Fiction 3 . Laws that do define fetal homicide and manslaughter should not apply to Medical Doctors performing “legal abortions.”
In a majority of U.S. states, anyone else but a Medical Doctor can be prosecuted for murdering or negligently causing the death of a fetus. In other words, the same act can legally define “murder” for one class of person while totally absolving another class. Some states have attempted to avoid cognitive dissonance by specifically inserting exculpatory wording, which exempts Medical Doctors performing otherwise legal abortions from prosecution for “feticide”. The National Conference of State Legislatures (http://ncsl.org) summarizes these exculpatory laws as follows:
Currently, at least 38states have fetal homicide laws. …At least 23[of those] states have fetal homicide laws that apply to the earliest stages of pregnancy (“any state of gestation,” “conception,” “fertilization” or “post-fertilization”);
Of those 38 states many specifically exempt Medical Doctors who are performing “otherwise legal” abortions from culpability.

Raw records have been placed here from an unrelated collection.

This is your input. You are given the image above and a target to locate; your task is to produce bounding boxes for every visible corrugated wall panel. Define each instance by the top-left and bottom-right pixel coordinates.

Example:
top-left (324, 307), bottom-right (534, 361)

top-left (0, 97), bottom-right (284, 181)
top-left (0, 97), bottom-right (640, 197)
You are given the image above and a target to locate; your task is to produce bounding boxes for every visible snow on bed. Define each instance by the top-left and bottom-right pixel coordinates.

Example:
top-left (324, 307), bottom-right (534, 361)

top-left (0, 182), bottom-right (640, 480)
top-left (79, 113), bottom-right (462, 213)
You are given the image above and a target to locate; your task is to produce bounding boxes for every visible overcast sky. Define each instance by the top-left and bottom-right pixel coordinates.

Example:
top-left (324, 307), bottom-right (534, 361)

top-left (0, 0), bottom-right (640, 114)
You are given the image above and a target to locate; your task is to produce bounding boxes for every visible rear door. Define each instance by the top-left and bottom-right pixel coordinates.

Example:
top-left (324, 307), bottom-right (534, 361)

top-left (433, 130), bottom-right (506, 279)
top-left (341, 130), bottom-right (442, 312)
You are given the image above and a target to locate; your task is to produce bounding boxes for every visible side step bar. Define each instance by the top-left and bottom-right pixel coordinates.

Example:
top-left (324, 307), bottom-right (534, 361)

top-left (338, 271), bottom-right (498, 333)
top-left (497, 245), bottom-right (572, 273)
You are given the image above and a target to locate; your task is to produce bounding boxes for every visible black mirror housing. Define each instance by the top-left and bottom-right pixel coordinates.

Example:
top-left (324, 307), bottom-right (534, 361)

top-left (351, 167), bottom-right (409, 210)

Such laws do nothing to resolve cognitive dissonance but rather increase it by bringing some or all fetuses under their protection, but then selectively nullifying themselves by exempting the medical profession when performing an abortion with the permission of the mother. Until this sorry age, murder has always been murder unless the state performed it in the form of a capital execution. Now, in our national “wisdom”, we have given the Medical Doctor the power of the executioner—actually greater power because he or she can exercise it without giving the victim the benefit of a fair trial. The death of a potential human being comes at the whim of the mother by the hand of a legally untouchable co-conspirator.

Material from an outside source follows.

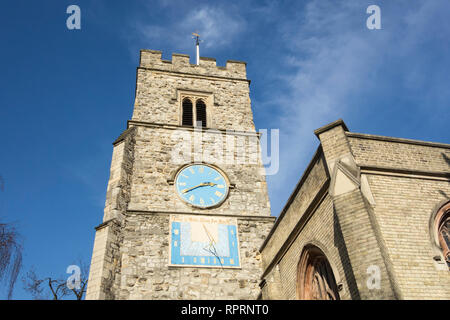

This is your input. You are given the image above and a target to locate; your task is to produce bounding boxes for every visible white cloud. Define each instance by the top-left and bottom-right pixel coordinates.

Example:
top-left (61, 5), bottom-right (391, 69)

top-left (133, 5), bottom-right (246, 52)
top-left (268, 0), bottom-right (450, 215)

When a basic longstanding moral concept such as the prohibition against homicide can be tweaked and argued to the point of absurdity, who can respect our legislative bodies or even the rule of law itself? If there is a Supreme Being and there is an ultimate Judgment Day, America is in trouble — until we stop living in this near-psychotic state of denying reality.
To some, an unwanted pregnancy is an inconvenience. Being responsible for an infant for eighteen years would be an inconvenience. Carrying the infant to term, then putting it up for adoption would be an inconvenience. While killing a human being might be repugnant to this person, simply removing an unwanted “fetus” is not. After all — this thinking goes — the “fetus” is part of her body, and no one should dictate what she does with her own body. Removing this “fetus” is a women’s health issue and no one should be able to make arbitrary health decisions for her. It’s like passing a marble, mistakenly swallowed, out into the sewer. This type of thinking is the greatest willfully-adopted fiction of all.
Once human life is conceived it is, in reality, another body, separated by the blood-barrier at the interface between womb and placenta. As an individual, that new life logically deserves the same societal protections as does any child. To argue otherwise yields nothing but cognitive dissonance, even insanity.